Poor communiation during construction on the Twin Peaks Tunnel in 2018 forced The City and contractor to go back and redo some of the work, causing delays and cost increases. (Kevin N. Hume/S.F. Examiner)

Poor communiation during construction on the Twin Peaks Tunnel in 2018 forced The City and contractor to go back and redo some of the work, causing delays and cost increases. (Kevin N. Hume/S.F. Examiner)

Audit finds SFMTA communication deficiencies cost the city time, money

The San Francisco Municipal Transportation Agency has cost the city millions of dollars and up to nearly two years of delays on four projects through communication failures and insufficient collaboration with other agencies, according to a City Controller audit released Tuesday.

The audit reported that ineffective employee evaluation, inconsistent design reviews, unaddressed safety and service issues, lack of training to improve collaboration and poor decision making from the Transportation Capital Committee — which oversees SFTMA’s capital planning process — all contributed to project delays and cost overruns on projects.

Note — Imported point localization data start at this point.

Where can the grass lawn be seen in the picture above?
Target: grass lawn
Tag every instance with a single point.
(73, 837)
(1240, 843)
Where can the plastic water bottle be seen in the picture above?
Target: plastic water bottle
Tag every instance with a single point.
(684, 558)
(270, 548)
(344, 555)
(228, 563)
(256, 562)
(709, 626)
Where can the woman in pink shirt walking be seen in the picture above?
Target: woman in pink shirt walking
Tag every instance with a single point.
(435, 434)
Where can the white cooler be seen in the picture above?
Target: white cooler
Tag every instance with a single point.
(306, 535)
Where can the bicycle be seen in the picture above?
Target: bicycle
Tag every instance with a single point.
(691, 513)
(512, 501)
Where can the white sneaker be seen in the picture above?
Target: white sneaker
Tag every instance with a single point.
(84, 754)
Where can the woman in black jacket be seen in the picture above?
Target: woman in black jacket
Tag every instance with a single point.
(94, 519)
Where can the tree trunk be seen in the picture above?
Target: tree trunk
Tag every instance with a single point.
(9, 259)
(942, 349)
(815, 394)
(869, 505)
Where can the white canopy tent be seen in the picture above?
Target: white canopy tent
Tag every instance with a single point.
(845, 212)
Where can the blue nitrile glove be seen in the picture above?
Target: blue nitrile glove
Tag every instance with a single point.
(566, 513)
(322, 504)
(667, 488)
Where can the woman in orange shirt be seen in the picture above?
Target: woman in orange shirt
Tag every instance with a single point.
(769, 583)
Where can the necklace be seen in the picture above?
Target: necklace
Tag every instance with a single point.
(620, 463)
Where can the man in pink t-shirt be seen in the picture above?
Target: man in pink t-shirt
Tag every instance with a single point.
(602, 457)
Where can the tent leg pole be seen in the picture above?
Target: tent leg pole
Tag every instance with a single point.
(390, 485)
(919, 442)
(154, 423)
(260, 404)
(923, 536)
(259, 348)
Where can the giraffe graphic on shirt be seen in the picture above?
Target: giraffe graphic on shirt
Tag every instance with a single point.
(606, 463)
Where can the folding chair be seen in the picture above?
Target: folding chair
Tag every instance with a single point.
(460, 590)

For example, the SFMTA did not fully communicate the need to test for and remove hazardous material for the Twin Peaks Tunnel Trackway Improvement Project, which led to $523,000 in change orders, and the contractor estimated a potential $3 to $9 million spike in cost to replace contaminated material.

The audit also found that poor communication with the city’s Public Works department caused a 1.7-year project delay and $23,000 in change order costs for the 5-Fulton Outer Route Fast Track Transit Enhancements Project.

The report included multiple recommendations to improve SFMTA’s accountability, communication and collaboration, such as requiring collaboration training, holding employees more accountable for mistakes and improving the attendance of the Transportation Capital Committee.

The audit included a survey of SFMTA staff opinions on their agency’s ability to communicate and collaborate with other agencies effectively. The majority of surveyed employees believed that SFMTA was good at collaboration, but a majority also reported that there is little accountability for managers who do not collaborate well.

In the four projects surveyed by the audit, one did not include a preliminary engineering report and the other three contained mistakes.

In a response letter, SFMTA Director of Transportation Jeffrey Tumlin said that the Project Management Office has begun developing training to improve communication and collaboration among SFMTA employees. His office will also set more clear definitions for budget management — a key part of the audit’s recommendation.

Tumlin noted in the letter that SFMTA’s Project Management Office will work to implement the rest of the recommendations.

In an email, SFMTA spokeswoman Erica Kato noted that the SFMTA has a portfolio of 300 successfully delivered projects.

“We appreciate the work of the City Services Audit staff throughout the course of this audit on our projects from two years ago. We found of particular value the audit’s review of inter-divisional collaboration and communication and its impact on project delivery. Thankfully, the Controller’s important recommendations align with efforts we already have underway to improve project delivery,” Kato said.